Collider Detector at Fermilab - Layer 7: Muon Detectors

Layer 7: Muon Detectors

The final "layer" of the detector consists of the muon detectors. Muons are charged particles that may be produced when heavy particles decay. These high-energy particles hardly interact so the muon detectors are strategically placed at the farthest layer from the beam pipe behind large walls of steel. The steel ensures that only extremely high-energy particles, such as neutrinos and muons, pass through to the muon chambers. There are two aspects of the muon detectors: the planar drift chambers and scintillators. There are four layers of planar drift chambers, each with the capability of detecting muons with a transverse momentum PT>1.4GeV/c. These drift chambers work in the same way as the COT. They are filled with gas and wire. The charged muons ionize the gas and the signal is carried to readout by the wires.

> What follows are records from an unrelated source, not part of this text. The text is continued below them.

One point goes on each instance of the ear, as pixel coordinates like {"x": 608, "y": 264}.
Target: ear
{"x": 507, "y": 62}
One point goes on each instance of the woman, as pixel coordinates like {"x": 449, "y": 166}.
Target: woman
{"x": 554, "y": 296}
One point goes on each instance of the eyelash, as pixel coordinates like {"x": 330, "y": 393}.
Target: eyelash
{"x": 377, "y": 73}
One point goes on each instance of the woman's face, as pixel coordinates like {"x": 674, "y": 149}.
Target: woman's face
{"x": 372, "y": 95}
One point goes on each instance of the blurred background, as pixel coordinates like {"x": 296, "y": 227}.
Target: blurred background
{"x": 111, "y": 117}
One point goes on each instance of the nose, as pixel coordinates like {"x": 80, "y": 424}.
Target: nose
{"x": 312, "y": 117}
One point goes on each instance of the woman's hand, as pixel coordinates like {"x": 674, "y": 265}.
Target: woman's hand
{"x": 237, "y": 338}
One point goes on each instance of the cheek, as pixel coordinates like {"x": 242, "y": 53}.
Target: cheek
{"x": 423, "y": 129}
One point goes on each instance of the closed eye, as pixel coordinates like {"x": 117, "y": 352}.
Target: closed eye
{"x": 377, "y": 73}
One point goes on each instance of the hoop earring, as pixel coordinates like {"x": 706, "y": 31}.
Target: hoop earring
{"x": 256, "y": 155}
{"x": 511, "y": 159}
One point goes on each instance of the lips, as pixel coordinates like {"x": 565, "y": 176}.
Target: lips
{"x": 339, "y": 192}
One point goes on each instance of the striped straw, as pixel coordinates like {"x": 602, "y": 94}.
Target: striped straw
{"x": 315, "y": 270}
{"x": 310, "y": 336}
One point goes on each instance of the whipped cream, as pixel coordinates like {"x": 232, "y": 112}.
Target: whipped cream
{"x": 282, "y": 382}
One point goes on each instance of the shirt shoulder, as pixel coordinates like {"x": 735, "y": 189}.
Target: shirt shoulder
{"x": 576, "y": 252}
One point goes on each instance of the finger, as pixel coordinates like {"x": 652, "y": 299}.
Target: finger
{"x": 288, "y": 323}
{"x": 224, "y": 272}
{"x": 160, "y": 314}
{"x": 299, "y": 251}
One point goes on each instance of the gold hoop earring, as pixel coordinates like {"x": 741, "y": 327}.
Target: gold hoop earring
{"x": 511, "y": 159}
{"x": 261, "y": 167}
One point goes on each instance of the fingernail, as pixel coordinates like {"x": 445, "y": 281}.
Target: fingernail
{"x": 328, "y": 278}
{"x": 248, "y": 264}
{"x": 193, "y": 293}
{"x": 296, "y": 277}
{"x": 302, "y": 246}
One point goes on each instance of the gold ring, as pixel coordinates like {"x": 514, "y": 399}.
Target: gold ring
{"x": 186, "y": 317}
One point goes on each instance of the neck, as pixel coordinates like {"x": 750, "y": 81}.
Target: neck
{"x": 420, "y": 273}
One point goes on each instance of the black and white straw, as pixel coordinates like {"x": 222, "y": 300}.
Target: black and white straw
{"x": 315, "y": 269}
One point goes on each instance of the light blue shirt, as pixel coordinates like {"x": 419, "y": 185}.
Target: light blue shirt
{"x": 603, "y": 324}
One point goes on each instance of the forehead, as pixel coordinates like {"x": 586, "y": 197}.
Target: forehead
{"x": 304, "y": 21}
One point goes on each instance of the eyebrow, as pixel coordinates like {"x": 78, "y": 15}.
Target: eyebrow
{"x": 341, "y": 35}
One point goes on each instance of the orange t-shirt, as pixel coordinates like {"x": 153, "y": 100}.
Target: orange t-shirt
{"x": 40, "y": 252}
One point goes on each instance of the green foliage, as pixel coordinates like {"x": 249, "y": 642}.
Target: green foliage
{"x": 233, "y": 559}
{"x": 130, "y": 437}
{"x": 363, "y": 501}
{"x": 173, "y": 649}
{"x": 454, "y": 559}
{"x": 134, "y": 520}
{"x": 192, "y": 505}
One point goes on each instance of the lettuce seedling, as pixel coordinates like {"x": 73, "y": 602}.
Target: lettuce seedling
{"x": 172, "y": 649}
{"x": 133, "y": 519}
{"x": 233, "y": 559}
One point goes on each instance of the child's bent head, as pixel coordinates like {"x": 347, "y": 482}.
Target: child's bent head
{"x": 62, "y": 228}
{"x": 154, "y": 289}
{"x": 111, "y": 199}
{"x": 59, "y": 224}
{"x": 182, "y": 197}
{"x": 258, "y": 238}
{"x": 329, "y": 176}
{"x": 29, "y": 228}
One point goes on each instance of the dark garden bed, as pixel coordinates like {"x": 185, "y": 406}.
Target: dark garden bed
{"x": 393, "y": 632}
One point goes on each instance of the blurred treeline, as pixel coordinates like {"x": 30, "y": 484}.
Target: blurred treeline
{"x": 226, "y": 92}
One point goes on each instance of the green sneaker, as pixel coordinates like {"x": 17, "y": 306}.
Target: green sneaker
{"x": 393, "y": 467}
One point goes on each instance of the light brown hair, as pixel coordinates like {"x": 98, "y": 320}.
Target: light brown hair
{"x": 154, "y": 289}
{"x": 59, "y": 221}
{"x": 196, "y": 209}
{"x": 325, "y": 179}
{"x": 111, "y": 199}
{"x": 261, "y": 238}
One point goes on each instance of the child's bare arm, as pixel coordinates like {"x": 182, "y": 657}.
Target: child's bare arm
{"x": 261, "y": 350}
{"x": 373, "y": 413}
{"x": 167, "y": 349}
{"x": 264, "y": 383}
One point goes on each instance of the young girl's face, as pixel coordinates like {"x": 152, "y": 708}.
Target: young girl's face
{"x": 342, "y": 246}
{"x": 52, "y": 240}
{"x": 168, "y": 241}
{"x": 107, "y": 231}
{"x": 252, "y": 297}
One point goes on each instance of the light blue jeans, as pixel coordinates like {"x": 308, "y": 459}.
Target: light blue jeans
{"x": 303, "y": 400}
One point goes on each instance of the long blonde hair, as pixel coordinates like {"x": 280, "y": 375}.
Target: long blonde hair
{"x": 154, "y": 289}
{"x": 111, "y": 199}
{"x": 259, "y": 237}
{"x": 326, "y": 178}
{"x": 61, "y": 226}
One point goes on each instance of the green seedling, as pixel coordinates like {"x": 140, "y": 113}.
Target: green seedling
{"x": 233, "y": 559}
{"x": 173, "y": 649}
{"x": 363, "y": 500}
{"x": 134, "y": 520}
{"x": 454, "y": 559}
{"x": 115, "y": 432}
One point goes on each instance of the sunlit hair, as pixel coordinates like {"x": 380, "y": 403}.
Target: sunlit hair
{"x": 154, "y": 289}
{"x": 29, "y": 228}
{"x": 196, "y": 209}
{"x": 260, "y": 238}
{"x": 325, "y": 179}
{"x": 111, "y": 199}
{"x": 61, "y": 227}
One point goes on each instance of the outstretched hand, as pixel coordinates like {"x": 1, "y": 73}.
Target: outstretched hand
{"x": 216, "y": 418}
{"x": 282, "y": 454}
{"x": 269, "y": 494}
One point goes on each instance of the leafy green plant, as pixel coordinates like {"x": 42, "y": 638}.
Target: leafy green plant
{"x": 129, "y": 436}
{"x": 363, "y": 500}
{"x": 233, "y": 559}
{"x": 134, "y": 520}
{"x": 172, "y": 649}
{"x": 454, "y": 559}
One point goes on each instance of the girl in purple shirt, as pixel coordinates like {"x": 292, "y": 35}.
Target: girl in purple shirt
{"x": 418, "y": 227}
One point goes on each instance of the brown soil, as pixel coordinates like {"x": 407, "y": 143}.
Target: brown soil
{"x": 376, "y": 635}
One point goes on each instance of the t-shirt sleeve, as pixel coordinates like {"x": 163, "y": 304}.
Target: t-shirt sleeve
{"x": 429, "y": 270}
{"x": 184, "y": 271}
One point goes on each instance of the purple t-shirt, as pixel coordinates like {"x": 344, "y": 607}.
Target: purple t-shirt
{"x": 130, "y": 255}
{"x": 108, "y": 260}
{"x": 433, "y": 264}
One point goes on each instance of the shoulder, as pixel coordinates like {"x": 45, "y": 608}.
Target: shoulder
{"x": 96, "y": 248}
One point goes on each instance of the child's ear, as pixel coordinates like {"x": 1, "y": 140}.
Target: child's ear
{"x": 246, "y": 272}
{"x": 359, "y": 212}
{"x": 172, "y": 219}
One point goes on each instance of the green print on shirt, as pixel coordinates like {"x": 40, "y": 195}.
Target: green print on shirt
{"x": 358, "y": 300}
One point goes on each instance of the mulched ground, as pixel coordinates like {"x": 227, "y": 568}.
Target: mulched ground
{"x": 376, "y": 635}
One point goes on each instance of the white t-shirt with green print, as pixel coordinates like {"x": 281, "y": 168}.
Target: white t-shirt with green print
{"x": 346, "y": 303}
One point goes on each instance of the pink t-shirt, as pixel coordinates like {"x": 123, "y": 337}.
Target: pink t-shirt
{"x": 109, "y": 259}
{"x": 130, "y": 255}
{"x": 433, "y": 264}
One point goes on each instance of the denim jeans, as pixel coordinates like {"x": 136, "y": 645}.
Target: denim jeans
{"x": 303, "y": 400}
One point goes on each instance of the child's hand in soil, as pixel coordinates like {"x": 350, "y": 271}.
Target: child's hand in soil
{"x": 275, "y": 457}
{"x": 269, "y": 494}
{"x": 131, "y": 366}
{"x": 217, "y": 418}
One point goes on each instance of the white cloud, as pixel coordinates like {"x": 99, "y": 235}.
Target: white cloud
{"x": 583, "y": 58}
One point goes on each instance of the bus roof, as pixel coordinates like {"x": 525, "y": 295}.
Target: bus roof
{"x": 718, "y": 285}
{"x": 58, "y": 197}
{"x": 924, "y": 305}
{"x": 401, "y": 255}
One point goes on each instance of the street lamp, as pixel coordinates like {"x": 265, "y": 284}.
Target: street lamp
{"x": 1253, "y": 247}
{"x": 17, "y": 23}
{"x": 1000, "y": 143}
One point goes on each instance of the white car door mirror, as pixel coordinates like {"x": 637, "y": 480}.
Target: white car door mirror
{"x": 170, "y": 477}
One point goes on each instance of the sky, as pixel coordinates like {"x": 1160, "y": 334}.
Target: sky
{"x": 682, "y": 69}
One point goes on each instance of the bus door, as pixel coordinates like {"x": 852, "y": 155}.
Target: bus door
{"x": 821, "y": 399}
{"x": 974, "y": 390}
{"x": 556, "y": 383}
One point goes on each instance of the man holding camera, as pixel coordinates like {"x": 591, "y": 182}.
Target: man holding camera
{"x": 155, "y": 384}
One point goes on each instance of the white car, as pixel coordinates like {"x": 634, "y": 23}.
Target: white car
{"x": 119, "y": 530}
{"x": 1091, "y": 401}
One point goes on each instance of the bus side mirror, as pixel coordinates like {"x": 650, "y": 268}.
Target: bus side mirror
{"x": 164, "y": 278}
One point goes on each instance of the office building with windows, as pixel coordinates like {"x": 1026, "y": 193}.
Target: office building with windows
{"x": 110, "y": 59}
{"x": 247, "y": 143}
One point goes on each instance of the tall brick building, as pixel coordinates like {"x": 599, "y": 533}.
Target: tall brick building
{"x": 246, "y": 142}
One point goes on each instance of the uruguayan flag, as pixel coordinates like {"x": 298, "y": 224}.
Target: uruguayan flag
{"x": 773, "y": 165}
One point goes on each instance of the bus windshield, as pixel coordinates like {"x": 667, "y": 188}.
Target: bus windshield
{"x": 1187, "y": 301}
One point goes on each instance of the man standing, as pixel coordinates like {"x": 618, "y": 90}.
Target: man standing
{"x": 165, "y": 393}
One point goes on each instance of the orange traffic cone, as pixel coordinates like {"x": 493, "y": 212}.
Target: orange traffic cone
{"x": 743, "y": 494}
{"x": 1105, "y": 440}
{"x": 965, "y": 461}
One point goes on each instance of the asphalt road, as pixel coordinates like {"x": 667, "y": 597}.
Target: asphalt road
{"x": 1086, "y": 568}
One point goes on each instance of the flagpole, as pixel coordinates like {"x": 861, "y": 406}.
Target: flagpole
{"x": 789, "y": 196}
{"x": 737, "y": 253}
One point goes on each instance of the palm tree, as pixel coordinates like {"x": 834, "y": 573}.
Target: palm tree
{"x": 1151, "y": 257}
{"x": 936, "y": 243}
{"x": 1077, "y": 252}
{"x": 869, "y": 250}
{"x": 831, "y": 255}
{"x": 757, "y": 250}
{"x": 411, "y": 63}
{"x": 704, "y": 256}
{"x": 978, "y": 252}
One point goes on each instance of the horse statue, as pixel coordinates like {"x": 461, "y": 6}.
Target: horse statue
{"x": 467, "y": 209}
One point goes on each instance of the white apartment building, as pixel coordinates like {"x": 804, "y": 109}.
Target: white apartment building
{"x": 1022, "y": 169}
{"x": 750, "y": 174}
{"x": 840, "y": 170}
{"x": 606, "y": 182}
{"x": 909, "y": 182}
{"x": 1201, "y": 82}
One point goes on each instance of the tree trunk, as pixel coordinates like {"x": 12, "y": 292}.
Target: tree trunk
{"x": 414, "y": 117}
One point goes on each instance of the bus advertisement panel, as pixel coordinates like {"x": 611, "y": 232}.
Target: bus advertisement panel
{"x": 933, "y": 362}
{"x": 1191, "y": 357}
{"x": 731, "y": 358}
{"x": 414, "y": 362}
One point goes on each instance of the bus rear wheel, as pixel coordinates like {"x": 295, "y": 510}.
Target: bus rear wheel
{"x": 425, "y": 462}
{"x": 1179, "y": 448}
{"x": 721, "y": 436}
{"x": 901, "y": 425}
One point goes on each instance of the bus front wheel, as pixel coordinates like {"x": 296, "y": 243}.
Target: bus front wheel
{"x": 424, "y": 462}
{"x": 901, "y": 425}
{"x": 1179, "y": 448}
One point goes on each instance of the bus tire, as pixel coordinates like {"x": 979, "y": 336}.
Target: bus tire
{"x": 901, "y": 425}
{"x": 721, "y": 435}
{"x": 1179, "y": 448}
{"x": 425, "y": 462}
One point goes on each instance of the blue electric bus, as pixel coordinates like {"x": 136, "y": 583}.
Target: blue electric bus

Understanding the different components of the detector is important because the detector determines what data will look like and what signal one can expect to see for each of your particles. It is important to remember that a detector is basically a set of obstacles used to force particles to interact, allowing physicists to “see” the presence of a certain particle. If a charged quark is passing through the detector, the evidence of this quark will be a curved trajectory in the silicon detector and COT deposited energy in the calorimeter. If a neutral particle, such as a neutron, passes through the detector, there will be no track in the COT and silicon detector but deposited energy in the hadronic calorimeter. Muons may appear in the COT and silicon detector and as deposited energy in the muon detectors. Likewise, a neutrino, which rarely if ever interacts, will express itself only in the form of missing energy.